Looking over the various income areas we watch we are kind of amazed that the REITs just keep marching higher–although by now it is becoming clearer that the commercial space is overheating and we have seen property changing hands in New York City at cap rates of 1-2%. Who buys property with a current cap rate of 1-2% expecting to either raise rents by 100% or expecting values to skyrocket even further? Only a damn fool caught up in the manic of the moment. That is what free money will do to markets-but the piper will be paid down the line. If one will remember 18 months ago REITs overheated and then when the taper tantrumcame they retreated by 20-40%. While it won’t be the threat of higher interest rates this time it will be a drastic slowing of business conditions that finally wake up the REIT investor to the fact that values can grow to the sky, but at some point someone will yell ‘fire’ and eveyone will bail out. We hold numerous REITs in the models which we will begin to thin out this coming week. In our personal account we hold mainly apartment REITs-Independant Realty Trust (ticker:IRT) and Bluerock Residential Growth REIT (ticker:BRG) and we will continue to hold these shares in all accounts.

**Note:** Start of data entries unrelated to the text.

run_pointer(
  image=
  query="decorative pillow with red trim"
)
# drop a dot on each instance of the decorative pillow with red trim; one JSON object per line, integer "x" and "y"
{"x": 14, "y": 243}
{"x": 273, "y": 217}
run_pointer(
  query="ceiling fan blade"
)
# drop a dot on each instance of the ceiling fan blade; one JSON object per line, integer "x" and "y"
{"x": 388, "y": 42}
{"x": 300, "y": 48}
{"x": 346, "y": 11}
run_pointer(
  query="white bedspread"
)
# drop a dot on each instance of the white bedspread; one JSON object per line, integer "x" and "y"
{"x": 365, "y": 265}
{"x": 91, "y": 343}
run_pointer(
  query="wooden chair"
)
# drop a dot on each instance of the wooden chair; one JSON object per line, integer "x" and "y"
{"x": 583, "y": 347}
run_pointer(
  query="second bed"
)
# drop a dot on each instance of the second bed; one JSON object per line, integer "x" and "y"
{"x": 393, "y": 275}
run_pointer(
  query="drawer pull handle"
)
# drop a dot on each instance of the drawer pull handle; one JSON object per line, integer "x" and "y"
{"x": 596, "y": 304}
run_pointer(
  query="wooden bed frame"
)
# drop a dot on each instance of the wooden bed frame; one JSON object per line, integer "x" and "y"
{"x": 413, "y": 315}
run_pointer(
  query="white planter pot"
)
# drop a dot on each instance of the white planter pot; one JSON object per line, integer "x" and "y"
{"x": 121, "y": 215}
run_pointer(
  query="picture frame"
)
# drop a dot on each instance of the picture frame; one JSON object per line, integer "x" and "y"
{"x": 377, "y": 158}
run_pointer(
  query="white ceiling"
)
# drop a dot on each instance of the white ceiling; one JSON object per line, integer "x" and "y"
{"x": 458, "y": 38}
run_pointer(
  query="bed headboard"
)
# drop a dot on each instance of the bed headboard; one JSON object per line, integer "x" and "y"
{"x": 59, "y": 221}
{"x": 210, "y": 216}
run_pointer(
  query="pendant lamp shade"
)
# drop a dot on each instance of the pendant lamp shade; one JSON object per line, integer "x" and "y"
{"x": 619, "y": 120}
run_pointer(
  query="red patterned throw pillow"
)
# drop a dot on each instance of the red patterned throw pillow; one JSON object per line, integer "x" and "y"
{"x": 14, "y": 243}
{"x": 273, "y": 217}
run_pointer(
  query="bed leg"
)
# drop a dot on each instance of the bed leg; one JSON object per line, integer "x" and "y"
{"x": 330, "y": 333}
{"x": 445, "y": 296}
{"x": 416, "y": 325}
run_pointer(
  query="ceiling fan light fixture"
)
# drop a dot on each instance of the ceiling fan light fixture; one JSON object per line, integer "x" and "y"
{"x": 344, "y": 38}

MLP’s continue to be the dogs of all income investments as well as being the most dangerous. While the more ‘seasoned’ issues continue to hold up quite well they do not pay distributions that are very high and we believe that even these issues do not provide the risk/reward necessary for us to consider holding them.  We most closely watch the upstream companies such as LinnCo, Breitburn, Mid-Con, Legacy Reserves etc. and while they did have 1 day of up prices this are dead money (at best) and we expect all of them to eliminate their distributions by year end–barring some black swan event in the oil markets. After they go through redeterminations (usually twice a year) and are required to write down reserves that are not economically recoverable we will find out who is a contender and who is a pretender. This is the important part that is not being talked about. All of these clowns are giving presentations on their hedges etc, but none of them are talking about what happens to their credit availability when the value of oil in the ground evaporates. This is what we are watching closely as it has the potential to send some of the upstreams to the bankruptcy heap (or to a fire sale). Unfortuately you have to dig deep to find out the answers to these questions–but we will be watching continually. While an investor might pick up a couple dollars on a quick flip of their preferred issues it would not surprise us that before the year is out some of these MLP’s will suspend payments. If you are buying these preferreds you should consider yourself a speculative and not a conservative income investor.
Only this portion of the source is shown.